Likewise if your student needs parental support, it is much easier to hop in the car and drive a few hours rather than book a last minute plane ticket.
3. Course Credit
Many college prep programs include hands on coursework for students to get a feel for the academic rigor on campus. Decide how important is for your student to obtain degree credit for a course. Do they need a transcript? Does their grade matter? Or do you want a more relaxed program where academics are a secondary focus?
These programs can last anywere from one week to the full summer. Again, depending on your student’s individual goals, a shorter program may provide helpful exposure while a longer program may offer a more comprehensive experience to mimic college life.

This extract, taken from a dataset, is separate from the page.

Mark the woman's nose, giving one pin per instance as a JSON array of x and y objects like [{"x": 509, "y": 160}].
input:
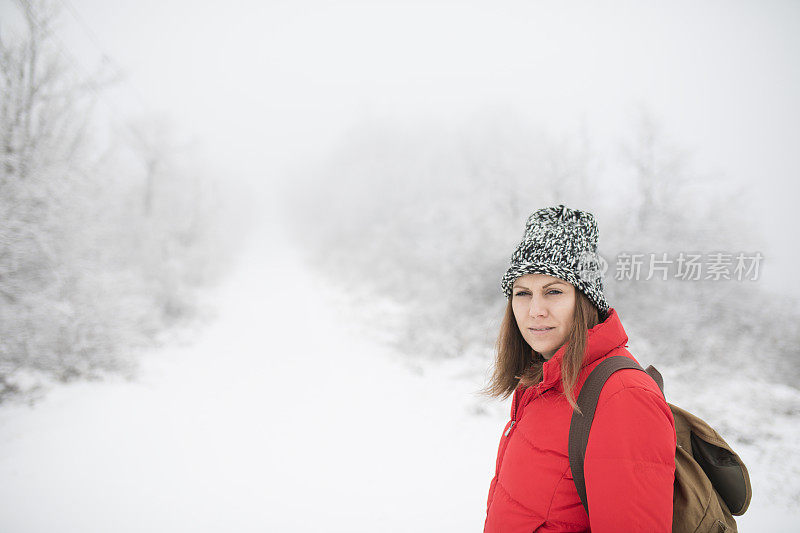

The prices of these programs vary widely based on their length and inclusions. Take an honest look at your family’s finances to decide how much you are willing to spend on this experience, knowing that college tuition is just around the corner. Be sure to include travel expenses, groceries, leisure spending, medications and insurance in your estimate.
Summer Programs to Explore
Families often ask for specific recommendations for summer programs. Once I get to know your family and your student’s unique goals, I can give more personalized insights. I’ve had clients have positive experiences at each of these programs among others!
Focus Collegiate’s summer cohort in Boston is a 3-week program designed to build college readiness skills before students head to campus in the fall. Their sample itinerary shows the breadth of this program’s curriculum with a unique framework including “executive functioning, academic independence, life balance, motivation and decision-making and social integration.” Learn more about their approach and get in touch to register for this summer’s cohort.
Mark your calendars for January 25, 2024 for a webinar with Ann-Marie Stripling of Focus Collegiate. We’ll be talking about how to prepare your neurodivergent student for college life with practical insights from her experiences with incoming college freshmen. See below for more info and register here!
With summer programs focusing on professionalism and communication, BroadFutures helps neurodivergent students and young adults enter the workforce better prepared to succeed in their roles. One aspect I really like about this program is how they incorporate arts and mindfulness into their thoughtful approach to career success.
Landmark has multiple summer programs for high school students and rising college freshmen. With a focus on serving students with dyslexia, ADHD, autism and executive functioning challenges, these summer programs can be helpful for across both academic and social dimensions.
If you’re looking for a shorter program, Beyond Akeela’s 2.5 week program might be a good option. With a curriculum designed to focus on social connection, EF skills, college and job readiness and self advocacy, this program can be great for students academic and social deveopment.